In de belevingswereld van de 27
bloedjes van 7 en 8 jaar in mijn groep 4 zou je denken dat “bips” of desnoods
“billen” de woorden zijn die gebruikt worden voor het achterwerk. Tot mijn
verbazing hebben enkele kinders het over “reet”, “gat” en “kont”. Oké, als ik
mijn best doe kom ik ook een eind: “Achterste, achterwerk, toges, anus, aars, derrière,
zitvlak, poepgat, hol” en ga nog maar even zo door, maar dit soort taal bezig
ik niet in de klas. Thuis eigenlijk ook niet…
Naast op mijn eigen taalgebruik
te letten, word ik momenteel erg bepaald bij het beschaafd gebruiken van de
Nederlandse taal door de kinderen. Flap ik er privé nog wel een enkele “sh*t”
of “k*t” uit, op school kan dat natuurlijk niet. Op school ben ik niet snel
boos of geïrriteerd gelukkig, maar gaat er af en toe iets mis, dan is “verdraaid”,
of “oeioeioei” toch wel de grens.
Tot mijn stomme verbazing hoorde
ik laatst een meisje van 7 tegen haar zus van 9 “kankerhoer” zeggen op de gang.
Even stond ik met m’n mond vol tanden, maar ik was helder genoeg om te vragen
of ze wisten wat het betekende. Beide zussen ontkenden, maar eentje zei wel dat
mama’s nieuwe vriend dat heel soms tegen mama zegt. Ze begreep dus wel dat het zeer
negatief bedoeld wordt, door de manier waarop het de mond van de toekomstige
stiefvader verliet!
Aan de thuissituatie van kinderen
kan ik weinig veranderen, behalve het eventueel aankaarten in een gesprek of in
overleg met het schoolmaatschappelijk werk, maar op school probeer ik mijn
steentje meer dan bij te dragen. Ik merk hoe belangrijk het is om het goede
voorbeeld geven, hoe ouderwets dat ook moge klinken.

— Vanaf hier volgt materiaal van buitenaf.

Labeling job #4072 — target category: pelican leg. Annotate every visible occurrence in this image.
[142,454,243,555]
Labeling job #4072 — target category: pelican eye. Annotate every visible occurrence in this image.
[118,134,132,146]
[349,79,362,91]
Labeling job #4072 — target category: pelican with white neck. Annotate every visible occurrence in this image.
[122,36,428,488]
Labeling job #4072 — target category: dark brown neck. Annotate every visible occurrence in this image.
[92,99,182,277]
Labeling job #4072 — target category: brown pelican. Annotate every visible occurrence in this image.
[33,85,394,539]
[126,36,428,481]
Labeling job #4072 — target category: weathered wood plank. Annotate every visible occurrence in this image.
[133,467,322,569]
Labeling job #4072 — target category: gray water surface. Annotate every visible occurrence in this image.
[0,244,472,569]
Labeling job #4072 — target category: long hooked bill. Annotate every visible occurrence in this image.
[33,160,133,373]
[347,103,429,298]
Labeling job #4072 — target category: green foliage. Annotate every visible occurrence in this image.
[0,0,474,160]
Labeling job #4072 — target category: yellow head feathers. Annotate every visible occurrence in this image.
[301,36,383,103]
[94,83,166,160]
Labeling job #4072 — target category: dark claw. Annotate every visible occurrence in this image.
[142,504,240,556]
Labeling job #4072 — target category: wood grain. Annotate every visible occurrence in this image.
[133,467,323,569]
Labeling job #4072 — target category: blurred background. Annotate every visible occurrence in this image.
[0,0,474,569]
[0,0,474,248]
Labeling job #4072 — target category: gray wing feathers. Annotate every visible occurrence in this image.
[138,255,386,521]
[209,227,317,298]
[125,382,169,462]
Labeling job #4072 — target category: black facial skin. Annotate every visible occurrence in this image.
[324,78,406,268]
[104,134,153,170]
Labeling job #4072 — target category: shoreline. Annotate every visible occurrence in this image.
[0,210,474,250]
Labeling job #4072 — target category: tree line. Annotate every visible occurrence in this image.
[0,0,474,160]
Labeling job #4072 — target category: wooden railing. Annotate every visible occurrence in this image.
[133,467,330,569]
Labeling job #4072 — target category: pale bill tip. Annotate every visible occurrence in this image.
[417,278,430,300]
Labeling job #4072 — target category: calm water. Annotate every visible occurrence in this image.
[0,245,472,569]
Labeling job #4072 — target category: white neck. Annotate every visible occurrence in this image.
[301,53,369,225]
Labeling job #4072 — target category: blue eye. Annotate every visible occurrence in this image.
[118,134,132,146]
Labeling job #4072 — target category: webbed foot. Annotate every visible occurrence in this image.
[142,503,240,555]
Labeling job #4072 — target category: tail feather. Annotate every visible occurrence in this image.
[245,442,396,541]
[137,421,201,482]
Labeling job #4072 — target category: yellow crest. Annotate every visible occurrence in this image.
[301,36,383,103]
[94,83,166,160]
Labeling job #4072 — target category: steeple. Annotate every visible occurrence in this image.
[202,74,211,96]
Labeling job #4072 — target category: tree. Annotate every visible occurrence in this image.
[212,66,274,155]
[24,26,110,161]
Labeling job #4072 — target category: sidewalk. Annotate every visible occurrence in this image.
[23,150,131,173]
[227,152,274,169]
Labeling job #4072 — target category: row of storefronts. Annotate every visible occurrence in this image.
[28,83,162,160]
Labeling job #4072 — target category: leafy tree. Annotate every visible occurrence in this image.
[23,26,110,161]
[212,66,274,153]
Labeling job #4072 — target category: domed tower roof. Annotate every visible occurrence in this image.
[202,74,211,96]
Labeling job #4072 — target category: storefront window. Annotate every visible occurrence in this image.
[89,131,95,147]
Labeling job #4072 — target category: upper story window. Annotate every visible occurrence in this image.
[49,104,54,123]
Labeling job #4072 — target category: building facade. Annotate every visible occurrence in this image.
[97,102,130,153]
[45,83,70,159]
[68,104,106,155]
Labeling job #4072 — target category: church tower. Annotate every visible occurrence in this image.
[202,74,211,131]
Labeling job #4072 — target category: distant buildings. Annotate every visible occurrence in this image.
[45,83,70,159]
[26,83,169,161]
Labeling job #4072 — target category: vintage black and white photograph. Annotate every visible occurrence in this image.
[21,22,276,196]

Nog even terugdenkend aan het
begin van dit stukje kan ik er uiteindelijk wel mee leven dat de bips door de
kinderen ook als billen en desnoods als kont wordt benoemd, zolang de ziektes
en andere grove termen maar buiten de klas blijven!
En dan stop ik
potverdriedubbeltjes nu maar eens met het schrijven van deze column. Tip voor
de komende tijd: “kuis je taal, makker!”